Topswara.com -- Dalam tiga minggu ini saya banyak berdiskusi dengan berbagai kalangan dari Kairo. Atsar Islam di masyarakat di sini sangat kuat. Mereka dekat dengan Al-Qur'an. Kita akan sangat mudah mendapati penghafal Al-Qur'an sejak usia sekolah menengah. Mereka paham sejarah masa lalunya. Mereka juga punya potensi bahasa Arab.
Dalam masalah Palestina seakan saya tidak mendapatkan suara berbeda. Kalaupun ada tentu sangat kecil. Kita semua sakit. Kita semua mengutuk Israel. Hanya itu yang bisa dilakukan masyarkat, selain tentu saja menyeru penguasa agar kirimkan tentaranya.
Saya berinteraksi dengan seorang ulama hadits, seorang profesor bahasa Arab, guru bahasa Arab, khatib dan imam, hingga tukang jagung bakar, tukang tuktuk, penjaga warung, dan tukang makaroni basyamel. Kita bicara qadhiyah Palestina.
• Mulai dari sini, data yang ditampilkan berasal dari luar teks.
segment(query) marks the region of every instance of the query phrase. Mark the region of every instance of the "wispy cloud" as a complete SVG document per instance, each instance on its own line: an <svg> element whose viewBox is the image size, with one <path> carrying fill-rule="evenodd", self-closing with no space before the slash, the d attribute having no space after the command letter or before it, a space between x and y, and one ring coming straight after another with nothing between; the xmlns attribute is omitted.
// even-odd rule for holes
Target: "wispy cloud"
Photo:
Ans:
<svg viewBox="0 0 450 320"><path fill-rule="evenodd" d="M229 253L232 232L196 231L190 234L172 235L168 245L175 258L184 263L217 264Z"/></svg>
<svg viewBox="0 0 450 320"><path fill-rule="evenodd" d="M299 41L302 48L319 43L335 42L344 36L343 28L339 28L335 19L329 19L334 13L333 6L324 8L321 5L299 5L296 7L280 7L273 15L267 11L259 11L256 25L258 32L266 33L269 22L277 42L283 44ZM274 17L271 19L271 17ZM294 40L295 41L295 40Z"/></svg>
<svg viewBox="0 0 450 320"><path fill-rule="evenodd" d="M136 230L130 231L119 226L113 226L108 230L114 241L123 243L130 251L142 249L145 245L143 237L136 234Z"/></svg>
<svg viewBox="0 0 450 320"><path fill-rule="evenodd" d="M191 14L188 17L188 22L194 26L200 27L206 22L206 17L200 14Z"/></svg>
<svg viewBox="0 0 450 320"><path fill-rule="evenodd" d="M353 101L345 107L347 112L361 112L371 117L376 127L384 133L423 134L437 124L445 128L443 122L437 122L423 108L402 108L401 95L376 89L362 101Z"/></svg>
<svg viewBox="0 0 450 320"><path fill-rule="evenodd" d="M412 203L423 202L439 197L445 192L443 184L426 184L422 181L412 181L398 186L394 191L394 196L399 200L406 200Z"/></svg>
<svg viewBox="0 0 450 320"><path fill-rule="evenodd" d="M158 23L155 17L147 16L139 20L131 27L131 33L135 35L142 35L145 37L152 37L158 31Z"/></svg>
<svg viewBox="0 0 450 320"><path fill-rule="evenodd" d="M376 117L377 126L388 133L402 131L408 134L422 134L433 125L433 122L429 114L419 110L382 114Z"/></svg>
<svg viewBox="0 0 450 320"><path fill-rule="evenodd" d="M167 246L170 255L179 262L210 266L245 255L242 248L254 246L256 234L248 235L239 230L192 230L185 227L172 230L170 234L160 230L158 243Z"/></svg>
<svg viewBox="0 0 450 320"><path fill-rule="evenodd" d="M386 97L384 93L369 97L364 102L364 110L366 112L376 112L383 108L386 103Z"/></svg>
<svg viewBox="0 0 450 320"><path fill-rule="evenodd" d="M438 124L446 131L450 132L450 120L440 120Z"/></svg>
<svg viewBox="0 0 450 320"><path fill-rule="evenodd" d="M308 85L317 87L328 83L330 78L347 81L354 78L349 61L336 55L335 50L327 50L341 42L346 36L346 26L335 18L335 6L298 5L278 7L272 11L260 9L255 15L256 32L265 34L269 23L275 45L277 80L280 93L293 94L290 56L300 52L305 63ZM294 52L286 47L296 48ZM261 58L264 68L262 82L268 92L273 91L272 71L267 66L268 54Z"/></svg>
Bendera Palestina dipasang di banyak tempat, termasuk di sarana transportasi umum dan logo lembaga pendidikan resmi.
Bahkan para guru sekolah memobilisasi anak didiknya mulai sekolah menengah hingga anak-anak TK untuk melakukan aksi. Mulai doa bersama, wawasan sejarah dan penjajahan Israel, menggambar dan mewarnai bendera Palestina, mencoret wajah dengan warna hijau, hitam dan merah, memakai sorban khas mujahidin, dan lain-lain.
Semua sepakat, selain bantuan kemanusiaan, kaum muslim Palestina juga membutuhkan bantuan militer. Harus ada komando jihad dan persatuan umat Islam. Juga kritik atas sikap diam para penguasa negeri-negeri Arab.
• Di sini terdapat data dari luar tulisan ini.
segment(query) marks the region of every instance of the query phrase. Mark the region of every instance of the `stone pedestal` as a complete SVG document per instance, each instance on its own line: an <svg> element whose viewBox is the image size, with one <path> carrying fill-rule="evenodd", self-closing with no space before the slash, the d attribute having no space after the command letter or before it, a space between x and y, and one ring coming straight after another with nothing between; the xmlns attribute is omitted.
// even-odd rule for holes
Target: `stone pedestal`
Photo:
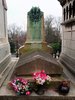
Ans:
<svg viewBox="0 0 75 100"><path fill-rule="evenodd" d="M15 75L32 75L32 73L41 70L45 70L49 75L61 75L63 73L62 67L50 54L43 51L33 51L20 57L15 69Z"/></svg>
<svg viewBox="0 0 75 100"><path fill-rule="evenodd" d="M25 43L24 46L20 47L19 49L19 55L27 54L33 51L45 51L47 53L52 53L52 48L47 46L46 42L30 42Z"/></svg>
Bahkan sampai para pedagang di pasar selalu update info dari Al Jazeera dan menunggu pidato kemenangan dari Abu Ubaidah. Abu Ubaidah adalah idola baru. Mereka juga lakukan kampanye boikot produk Israel.
Ini soal rasa. Ini potensi umat. Pada titik ini saya selalu bersyukur bahwa umat ini belum mati rasanya. Saya juga yakin bahwa darah jihad masih mengalir deras pada diri tentara Muslim. Tetapi semua terhalang kebijakan politik penguasa dan sekat negara bangsa yang melemahkan kekuatan tersebut.
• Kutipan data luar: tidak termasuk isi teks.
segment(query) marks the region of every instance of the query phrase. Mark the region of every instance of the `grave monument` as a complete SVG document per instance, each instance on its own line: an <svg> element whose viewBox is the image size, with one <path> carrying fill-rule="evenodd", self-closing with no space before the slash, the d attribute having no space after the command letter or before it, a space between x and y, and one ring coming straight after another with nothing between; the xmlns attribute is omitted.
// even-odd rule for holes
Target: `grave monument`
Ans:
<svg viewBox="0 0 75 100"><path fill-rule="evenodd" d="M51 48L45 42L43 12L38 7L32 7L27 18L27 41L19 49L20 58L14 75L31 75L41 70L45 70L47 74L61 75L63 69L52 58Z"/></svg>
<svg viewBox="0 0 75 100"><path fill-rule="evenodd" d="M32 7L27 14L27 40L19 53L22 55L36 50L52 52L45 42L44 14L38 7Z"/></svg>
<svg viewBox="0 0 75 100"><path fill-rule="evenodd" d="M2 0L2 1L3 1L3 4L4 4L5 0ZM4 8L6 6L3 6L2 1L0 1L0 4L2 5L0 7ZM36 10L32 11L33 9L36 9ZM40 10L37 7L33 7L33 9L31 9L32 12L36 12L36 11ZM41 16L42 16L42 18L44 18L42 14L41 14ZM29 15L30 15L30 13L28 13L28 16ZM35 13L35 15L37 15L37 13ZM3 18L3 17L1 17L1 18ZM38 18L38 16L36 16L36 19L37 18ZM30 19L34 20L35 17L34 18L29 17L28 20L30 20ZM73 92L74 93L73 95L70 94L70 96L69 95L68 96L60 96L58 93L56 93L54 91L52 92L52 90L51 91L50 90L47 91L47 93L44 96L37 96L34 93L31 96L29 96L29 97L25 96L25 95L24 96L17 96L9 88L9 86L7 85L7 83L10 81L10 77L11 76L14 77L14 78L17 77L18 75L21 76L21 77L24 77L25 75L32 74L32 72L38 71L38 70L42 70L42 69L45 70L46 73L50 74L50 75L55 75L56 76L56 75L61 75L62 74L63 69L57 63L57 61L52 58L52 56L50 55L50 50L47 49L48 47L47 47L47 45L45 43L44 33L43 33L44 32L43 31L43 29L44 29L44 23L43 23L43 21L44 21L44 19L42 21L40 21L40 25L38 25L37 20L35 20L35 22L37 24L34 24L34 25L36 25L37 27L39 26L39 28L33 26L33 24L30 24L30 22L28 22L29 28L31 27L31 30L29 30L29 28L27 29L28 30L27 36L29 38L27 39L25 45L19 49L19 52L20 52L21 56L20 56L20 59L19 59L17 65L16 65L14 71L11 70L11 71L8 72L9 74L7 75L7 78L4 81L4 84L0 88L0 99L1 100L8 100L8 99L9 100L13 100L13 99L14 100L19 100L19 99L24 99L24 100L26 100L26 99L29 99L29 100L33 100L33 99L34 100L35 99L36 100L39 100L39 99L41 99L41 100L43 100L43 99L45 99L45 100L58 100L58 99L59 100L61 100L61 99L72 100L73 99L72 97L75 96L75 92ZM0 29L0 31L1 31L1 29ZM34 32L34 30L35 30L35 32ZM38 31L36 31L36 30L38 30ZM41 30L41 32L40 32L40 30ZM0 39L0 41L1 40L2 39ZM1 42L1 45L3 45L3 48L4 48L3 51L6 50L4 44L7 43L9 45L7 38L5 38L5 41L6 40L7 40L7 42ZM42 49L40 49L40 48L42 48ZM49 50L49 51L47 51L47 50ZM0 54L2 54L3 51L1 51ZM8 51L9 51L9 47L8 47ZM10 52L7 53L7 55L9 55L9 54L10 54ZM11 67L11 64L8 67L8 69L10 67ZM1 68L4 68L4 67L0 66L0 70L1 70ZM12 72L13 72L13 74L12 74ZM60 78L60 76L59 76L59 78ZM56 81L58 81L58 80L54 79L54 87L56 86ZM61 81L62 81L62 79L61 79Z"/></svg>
Bahwa umat belum sampai pada solusi tuntas yang bisa menghilangkan penjajahan, memusnahkan Israel, membangun kekuatan politik global yang akan berhadapan dengan AS dan Eropa, dan lain-lain, ini adalah pekerjaan dakwah yang harus ditekuni dengan sabar.
Tetapi jangan sampai potensi yang masih tersisa ini (yakni perasaan) dimatikan. Ya harusnya diarahkan menjadi sebuah kesadaran. Sekarang umat larut dalam rasa itu. Rasa sakit yang sama. Dakwah pemikiran harus berjalan.
Jadi, di sini tidak ada debat-debat soal semangka baik di dunia nyata maupun di dunia maya.